Informationen aus dem IDG zum Weltnierenkrebstag

Anlässlich dem Weltnierenkrebstag, geben wir Einblicke in die onkologische Situation dieser Tumoren in Rheinland-Pfalz.

Abb. 1: Inzidenz- und Mortalitätsraten für Menschen mit Nierenkarzinomen in den Jahren 2012 bis 2021

Abb. 2: Verteilung der UICC-Stadien für Nierenkarzinome in den Jahren 2017 bis 2021

Abb. 3: Therapie der Nierenkarzinome nach UICC-Stadien im Jahr 2021

Mainz, den 18. Juni 2024 – Anlässlich dem Weltnierenkrebstag am 20. Juni geben wir in der nachfolgenden Information einen Überblick über die onkologische Situation von Nierenkrebs in Rheinland-Pfalz.

Situation in Rheinland-Pfalz
In Rheinland-Pfalz wurde im Jahr 2021 bei insgesamt 691 Menschen Nierenkrebs (ICD-10-GM C64) neu diagnostiziert. Davon waren 238 Frauen und 453 Männer betroffen. Im gleichen Jahr verstarben in Rheinland-Pfalz 241 Menschen, 77 Frauen und 164 Männer, in Folge dieser Erkrankung. Bei der Betrachtung der altersstandardisierten Inzidenz- und Mortalitätsraten pro 100.000 Einwohner über die Jahre 2012 bis 2021 zeigte sich sowohl bei Frauen als auch bei Männern ein etwa gleichbleibender Trend (siehe Abbildung 1).

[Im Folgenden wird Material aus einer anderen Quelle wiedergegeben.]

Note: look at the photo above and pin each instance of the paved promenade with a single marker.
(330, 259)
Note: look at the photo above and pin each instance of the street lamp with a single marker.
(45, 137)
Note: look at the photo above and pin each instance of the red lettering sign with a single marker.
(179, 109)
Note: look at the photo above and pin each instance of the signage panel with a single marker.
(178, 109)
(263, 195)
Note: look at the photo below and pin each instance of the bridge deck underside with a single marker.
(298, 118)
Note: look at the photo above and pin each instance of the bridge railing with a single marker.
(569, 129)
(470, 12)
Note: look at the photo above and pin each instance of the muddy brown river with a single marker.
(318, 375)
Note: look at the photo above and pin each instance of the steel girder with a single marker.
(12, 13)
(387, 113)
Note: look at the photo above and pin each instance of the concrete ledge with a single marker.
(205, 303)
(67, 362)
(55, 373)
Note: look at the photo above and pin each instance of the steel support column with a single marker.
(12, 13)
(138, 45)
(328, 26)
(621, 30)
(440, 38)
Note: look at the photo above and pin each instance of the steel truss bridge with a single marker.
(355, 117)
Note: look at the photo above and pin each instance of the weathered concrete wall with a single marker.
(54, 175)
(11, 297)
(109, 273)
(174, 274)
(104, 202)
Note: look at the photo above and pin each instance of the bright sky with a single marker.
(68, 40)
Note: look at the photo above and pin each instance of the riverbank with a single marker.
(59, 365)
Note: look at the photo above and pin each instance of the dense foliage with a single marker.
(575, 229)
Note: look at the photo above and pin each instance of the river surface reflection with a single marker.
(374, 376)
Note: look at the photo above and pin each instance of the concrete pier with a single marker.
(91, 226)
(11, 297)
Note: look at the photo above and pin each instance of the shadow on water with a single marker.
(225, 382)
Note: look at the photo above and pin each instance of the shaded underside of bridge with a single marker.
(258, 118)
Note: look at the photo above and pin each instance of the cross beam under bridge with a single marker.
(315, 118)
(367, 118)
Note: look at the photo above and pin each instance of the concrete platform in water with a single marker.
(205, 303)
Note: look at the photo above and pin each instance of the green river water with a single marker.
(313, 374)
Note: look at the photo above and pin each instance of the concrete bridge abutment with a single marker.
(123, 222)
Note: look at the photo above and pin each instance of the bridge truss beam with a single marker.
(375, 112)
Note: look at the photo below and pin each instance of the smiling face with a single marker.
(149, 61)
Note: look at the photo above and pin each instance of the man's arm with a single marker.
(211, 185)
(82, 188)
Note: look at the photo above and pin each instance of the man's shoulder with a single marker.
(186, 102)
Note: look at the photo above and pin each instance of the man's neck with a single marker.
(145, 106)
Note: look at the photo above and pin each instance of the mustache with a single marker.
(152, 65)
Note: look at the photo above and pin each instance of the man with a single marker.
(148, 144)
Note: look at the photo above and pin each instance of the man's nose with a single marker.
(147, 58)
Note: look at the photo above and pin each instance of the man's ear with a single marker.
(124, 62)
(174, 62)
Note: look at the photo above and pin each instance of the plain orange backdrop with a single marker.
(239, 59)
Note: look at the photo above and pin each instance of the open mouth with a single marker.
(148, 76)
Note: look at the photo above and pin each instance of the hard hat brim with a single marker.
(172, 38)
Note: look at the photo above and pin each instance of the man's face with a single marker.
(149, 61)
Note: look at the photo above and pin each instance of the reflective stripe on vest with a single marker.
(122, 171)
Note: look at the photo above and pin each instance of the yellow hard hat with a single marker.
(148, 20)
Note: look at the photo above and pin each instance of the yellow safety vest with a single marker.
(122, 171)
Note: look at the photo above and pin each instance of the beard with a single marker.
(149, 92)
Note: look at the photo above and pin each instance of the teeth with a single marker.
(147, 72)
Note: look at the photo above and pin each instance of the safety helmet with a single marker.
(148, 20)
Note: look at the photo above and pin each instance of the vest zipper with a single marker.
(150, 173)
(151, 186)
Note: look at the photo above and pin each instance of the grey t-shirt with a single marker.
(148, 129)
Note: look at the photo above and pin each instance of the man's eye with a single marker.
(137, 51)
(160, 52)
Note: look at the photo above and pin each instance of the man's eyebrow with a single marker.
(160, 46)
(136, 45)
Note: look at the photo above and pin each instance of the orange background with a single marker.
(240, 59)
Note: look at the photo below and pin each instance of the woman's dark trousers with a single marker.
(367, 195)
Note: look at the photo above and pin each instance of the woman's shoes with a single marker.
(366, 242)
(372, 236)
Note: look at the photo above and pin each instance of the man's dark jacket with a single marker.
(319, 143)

Die Verteilung der UICC-Stadien der Tumoren zeigen in den Jahren 2017 bis 2021 kaum Veränderungen (siehe Abbildung 2). Daraus lässt sich ableiten, dass ein möglicher Einfluss der COVID-19-Pandemie auf eine Verschiebung der Stadien bei der Diagnose derzeit ausgeschlossen werden kann. Die Daten zeigen außerdem, dass Nierenkrebs überwiegend im frühen UICC-Stadium I entdeckt wird.

Bei der Behandlung von Nierenkrebs ist zu beobachten, dass in allen UICC-Stadien die Operation die häufigste Therapieart ist. Der prozentuale Anteil der Behandlungen durch eine Strahlen- oder Systemtherapie nimmt für die Stadien III und IV zu (siehe Abbildung 3).

Weitere Daten und Auswertungen zu Nierenkrebs in Rheinland-Pfalz finden Sie auch auf unserem Onkologie-Monitor: www.onkologiemonitor.de

Das Institut für digitale Gesundheitsdaten RLP
Das Institut für digitale Gesundheitsdaten schafft digitale, interoperable und qualitätsgesicherte Prozesse und Systeme. Mit diesen erhebt, verarbeitet, analysiert und visualisiert es Daten und verknüpft diese, um nutzbares Wissen zu generieren. Das IDG stellt notwendige Daten, Werkzeuge und Informationen bereit, um auch andere bei der Verbesserung der Gesundheit jedes Einzelnen zu unterstützen. Dafür arbeiten rund 90 engagierte Mitarbeiterinnen und Mitarbeiter eng zusammen. Das IDG hat langjährige Erfahrung im Umgang mit sensiblen Patientendaten und deren gesellschaftlicher Nutzung.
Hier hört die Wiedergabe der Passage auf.